I am promoted by a story I saw this morning about Bernie Sanders, the aging socialist Senator from Vermont who is once again running for the presidency of the United States. A tweet from Christina Hoff Sommers alerted me to the report that although Bernie had chosen to spend his honeymoon in the Soviet Union, he never availed himself of the opportunity of visiting Aleksandr Solzhenitsyn when the great writer and moral witness was living as a refugee in Cavendish, Vermont. Some of the comments evinced surprise. Some put it down to ideology, as if Sanders, being a fan of the Soviet Union, made a silent protest by ignoring the famous anti-Soviet figure in his midst.
But I think the deeper reason for Sanders’s neglect was a quality of the socialist or communist or revolutionary sensibility that is too little remarked. I mean its ingrained, indeed its programatic lack of curiosity about other people.
Roger Scruton, in a thoughtful anatomy of the French Revolution, is one of the few people to underscore this feature of the totalitarian habit of mind. “This absence of curiosity,” Scruton notes, “is a permanent characteristic of the revolutionary consciousness. It can be seen in Marx, in his impoverished and impatient descriptions of the ‘full communism’ towards which history is tending. And it is even more evident in the writings of Lenin, in which blocks of wooden language are constantly shifted so as to conceal the goal of communism from view.”
An important reason for this lack of curiosity (and this was something grasped by Burke and Tocqueville) is the prominent role that abstractions play in the mental and moral metabolism of the totalitarian sensibility. It was articulated with some poignancy by Rousseau who, at the end of his life, sadly observed, “I think I know man, but as for men, I know them not.” Thus it should come as no surprise that Rousseau, in an influential prelude to totalitarian dramas to come, should insist that true liberty consisted in sacrificing all merely individual wills to the imperatives of a “general will” whose dictates were as preemptory as they were abstract. As sage of Geneva put it in The Social Contract, anyone who would dare to undertake the creation of a people must feel himself capable of “changing human nature.” Human reality is drained of dignity and becomes material to be shaped and formed according to the schemes of utopian power.
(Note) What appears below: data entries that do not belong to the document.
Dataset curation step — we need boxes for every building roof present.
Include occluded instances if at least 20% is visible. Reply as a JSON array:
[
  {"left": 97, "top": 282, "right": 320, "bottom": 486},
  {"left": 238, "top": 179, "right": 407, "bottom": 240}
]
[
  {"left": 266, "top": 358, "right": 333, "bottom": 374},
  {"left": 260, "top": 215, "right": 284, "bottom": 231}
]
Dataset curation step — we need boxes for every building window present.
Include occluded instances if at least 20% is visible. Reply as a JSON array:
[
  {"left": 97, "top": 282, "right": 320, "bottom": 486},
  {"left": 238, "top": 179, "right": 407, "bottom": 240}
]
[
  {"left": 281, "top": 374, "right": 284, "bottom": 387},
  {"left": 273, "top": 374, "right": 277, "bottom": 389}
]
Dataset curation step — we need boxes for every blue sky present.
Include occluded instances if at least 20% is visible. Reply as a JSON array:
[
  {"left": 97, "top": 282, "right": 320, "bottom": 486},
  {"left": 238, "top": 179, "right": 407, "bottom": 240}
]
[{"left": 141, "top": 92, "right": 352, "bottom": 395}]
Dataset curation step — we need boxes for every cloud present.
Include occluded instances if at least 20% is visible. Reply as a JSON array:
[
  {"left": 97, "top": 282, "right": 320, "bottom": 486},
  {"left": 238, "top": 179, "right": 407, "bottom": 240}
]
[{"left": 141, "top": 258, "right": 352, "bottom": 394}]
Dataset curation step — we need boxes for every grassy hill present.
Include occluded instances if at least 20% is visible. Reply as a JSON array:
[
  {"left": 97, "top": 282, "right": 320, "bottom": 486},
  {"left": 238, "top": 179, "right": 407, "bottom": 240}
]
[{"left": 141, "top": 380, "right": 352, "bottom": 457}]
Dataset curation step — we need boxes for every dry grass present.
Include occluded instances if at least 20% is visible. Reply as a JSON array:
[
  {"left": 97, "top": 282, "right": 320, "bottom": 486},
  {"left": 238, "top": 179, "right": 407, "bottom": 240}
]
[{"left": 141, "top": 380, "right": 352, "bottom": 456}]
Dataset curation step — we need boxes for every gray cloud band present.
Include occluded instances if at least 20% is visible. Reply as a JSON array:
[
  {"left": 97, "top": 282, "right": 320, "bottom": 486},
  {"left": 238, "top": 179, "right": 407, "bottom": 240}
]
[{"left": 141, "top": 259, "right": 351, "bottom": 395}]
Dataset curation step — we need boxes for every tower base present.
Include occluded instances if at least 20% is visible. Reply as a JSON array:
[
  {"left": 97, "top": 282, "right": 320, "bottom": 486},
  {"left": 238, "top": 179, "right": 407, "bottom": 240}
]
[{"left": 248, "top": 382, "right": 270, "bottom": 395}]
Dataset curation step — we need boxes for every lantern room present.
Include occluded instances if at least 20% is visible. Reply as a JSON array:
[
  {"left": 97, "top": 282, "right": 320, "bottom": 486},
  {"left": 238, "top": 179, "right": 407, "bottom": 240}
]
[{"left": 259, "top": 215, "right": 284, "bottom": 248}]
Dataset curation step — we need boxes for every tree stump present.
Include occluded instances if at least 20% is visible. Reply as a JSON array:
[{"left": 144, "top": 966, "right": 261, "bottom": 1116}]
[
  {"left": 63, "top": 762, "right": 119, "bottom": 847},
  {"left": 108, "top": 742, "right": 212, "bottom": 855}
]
Hence the terrifying logic of Stalin’s observation that a single death is a tragedy, but a million deaths is a statistic. Revolutionaries do not trade in individuals, only masses.
I was struck by the story of Bernie Sanders’s curiosity deficit because it seems to be such a widespread liability of our political class. Absorbed by their ideological battles, the political actors of the establishment—and I include here the army of consultants, lobbyists, staffers, and pundits as well as elected officials—seem to have constructed an all-but impenetrable carapace that protects them from the unwanted intrusion of empirical reality. Their lives are given up entirely to politics. They thereby neglect the non- or pre-political reality which is the end for which politics labors, or should labor. This disaster was promulgated by the architects of the French Revolution, for whom there was no private sphere apart from the imperatives of the state, and perfected by Soviet Communism and its progeny, for whom the individual is faceless datum, a “cog” as Lenin put it, in the party machine.
The cruel and suffocating intrusiveness of those dystopian “experiments against reality” are not so seamlessly or so thoroughly and viciously implemented in American society. But I submit that anyone who looks around at the vast, unaccountable, self-engorging bureaucracy of the so-called administrative state, anyone who watches the ignorant and vituperative grandstanding of so many of our elected officials, cannot help but mark the parallels with the remorseless incuriosity that stood behind the totalitarian juggernaut as it systematically discounted truth for the sake of the accumulation of power. All of which is to explain why I regard Bastille Day as a sobering reminder of man’s pernicious folly rather than an occasion for celebration.